While exact regimes and mow times will depend upon the weather, most grassy areas across the estate will have a mow late in April or very early May. Mowing will then be relaxed during the rest of May, apart from sports pitches and play areas which will continue to be cut.  In addition, certain areas in some parks will have mow-paths and mow zones to keep pathways clear, neaten edges, and allow access to sports pitches.  Please see the maps below for an example as to how this might look.

Our ranger and community gardener team will continue to work as hard as ever, carrying out essential tasks to keep the green spaces beautiful, including tree and plant management, litter picking and repairs.

Photographs of nettles in flower in Armstrong Park, Newcastle.
Graphic illustration of Heaton Park, Harbottle Park and Paddy Freeman's park in Newcastle. Green background with white outline depicting mown and non-mown areas within the park.
Photograph of variety of meadow flowers and long grass in the sunshine taken in Leazes Park, Newcastle upon Tyne

What will it look like?

The appearance of long grass and meadows will vary, depending upon factors such as seed mix, soil type, and its original use (for example, is it usually mown amenity grass or an area of grassland within a nature reserve?)  Some will look colourful, others may be a glorious mix of daisies, buttercups and clover, while grass varieties may dominate other areas – beautiful in their own right, but fewer flowers.  But while their appearance may vary – they all have value to wildlife.

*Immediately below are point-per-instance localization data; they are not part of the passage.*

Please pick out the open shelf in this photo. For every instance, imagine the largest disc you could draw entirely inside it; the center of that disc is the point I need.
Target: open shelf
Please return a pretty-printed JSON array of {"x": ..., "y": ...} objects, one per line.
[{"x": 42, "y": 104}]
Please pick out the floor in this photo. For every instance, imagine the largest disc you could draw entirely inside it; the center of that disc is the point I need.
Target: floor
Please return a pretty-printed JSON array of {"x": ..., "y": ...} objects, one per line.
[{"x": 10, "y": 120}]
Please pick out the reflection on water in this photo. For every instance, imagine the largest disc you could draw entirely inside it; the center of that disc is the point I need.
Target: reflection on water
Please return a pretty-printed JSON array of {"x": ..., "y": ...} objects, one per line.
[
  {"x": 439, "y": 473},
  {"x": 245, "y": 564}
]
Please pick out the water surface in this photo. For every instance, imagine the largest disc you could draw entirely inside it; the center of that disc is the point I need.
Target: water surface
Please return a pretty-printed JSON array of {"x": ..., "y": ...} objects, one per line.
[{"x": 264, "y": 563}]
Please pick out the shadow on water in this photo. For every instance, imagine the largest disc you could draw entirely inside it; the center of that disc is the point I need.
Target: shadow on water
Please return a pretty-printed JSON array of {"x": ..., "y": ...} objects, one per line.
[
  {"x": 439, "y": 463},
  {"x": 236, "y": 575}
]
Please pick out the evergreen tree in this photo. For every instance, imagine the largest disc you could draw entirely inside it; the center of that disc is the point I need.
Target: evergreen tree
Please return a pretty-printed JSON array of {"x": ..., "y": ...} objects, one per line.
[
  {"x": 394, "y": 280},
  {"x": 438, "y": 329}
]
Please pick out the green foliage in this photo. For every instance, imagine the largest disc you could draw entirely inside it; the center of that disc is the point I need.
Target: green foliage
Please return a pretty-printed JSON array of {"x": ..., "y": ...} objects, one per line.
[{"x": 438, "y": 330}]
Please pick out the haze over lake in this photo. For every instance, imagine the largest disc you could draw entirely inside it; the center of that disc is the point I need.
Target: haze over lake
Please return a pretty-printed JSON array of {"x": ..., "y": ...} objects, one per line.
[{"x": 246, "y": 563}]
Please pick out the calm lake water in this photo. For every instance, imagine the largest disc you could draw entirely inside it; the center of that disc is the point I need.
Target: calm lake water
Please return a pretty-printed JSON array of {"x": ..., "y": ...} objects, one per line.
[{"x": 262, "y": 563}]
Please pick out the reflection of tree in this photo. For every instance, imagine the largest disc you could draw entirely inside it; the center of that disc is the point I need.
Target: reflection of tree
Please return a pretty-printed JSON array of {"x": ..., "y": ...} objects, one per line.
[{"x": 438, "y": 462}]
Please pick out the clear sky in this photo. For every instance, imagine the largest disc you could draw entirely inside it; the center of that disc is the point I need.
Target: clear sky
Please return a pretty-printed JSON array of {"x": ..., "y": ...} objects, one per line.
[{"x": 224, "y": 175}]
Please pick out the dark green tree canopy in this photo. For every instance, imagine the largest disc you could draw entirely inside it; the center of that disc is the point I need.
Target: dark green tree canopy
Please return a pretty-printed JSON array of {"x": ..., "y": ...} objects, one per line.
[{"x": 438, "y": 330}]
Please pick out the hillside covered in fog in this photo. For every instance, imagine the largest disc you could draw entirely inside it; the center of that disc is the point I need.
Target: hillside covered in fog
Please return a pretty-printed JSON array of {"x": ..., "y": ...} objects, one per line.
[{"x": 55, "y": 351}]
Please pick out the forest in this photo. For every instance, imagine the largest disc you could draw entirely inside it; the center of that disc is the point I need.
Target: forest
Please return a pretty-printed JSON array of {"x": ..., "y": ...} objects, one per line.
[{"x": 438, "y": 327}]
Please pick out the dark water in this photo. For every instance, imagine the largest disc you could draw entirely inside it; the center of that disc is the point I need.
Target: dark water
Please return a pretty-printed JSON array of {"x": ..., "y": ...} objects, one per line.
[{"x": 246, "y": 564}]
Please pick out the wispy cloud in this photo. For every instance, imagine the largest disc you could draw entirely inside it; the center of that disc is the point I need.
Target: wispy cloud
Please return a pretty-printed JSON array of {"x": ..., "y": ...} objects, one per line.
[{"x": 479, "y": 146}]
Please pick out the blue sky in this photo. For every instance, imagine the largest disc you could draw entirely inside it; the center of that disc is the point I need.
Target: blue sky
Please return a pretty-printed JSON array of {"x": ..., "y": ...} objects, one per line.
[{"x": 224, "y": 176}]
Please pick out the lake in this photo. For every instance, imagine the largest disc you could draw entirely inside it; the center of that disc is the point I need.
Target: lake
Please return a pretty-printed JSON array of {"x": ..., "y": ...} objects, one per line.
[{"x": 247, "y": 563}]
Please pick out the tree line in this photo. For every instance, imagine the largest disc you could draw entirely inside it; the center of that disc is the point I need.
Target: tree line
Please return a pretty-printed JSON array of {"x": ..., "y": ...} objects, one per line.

At Urban Green Newcastle, we have been busy building up the range of species within our grassland, not only for wildlife but to increase colour, texture and interest to the parks.  So do look out for more unusual plants and flowers.  Some of these areas will be cut once May is over (such as the green space in front of the pavilion in Heaton Park now a low growing wildflower mix), while other areas will be allowed to grow long throughout the summer, providing even more benefits for wildlife (such as the wildflower strip beneath the blossom circle in Exhibition Park).  Do take time to visit them and see if you can spot any visiting pollinators, using the resources above.

Even where areas are to be cut once May is over, it may take us some time to carry out the extra cuts in June – especially if the weather is against us. So please be patient – and in the meantime, enjoy the visiting bees and butterflies.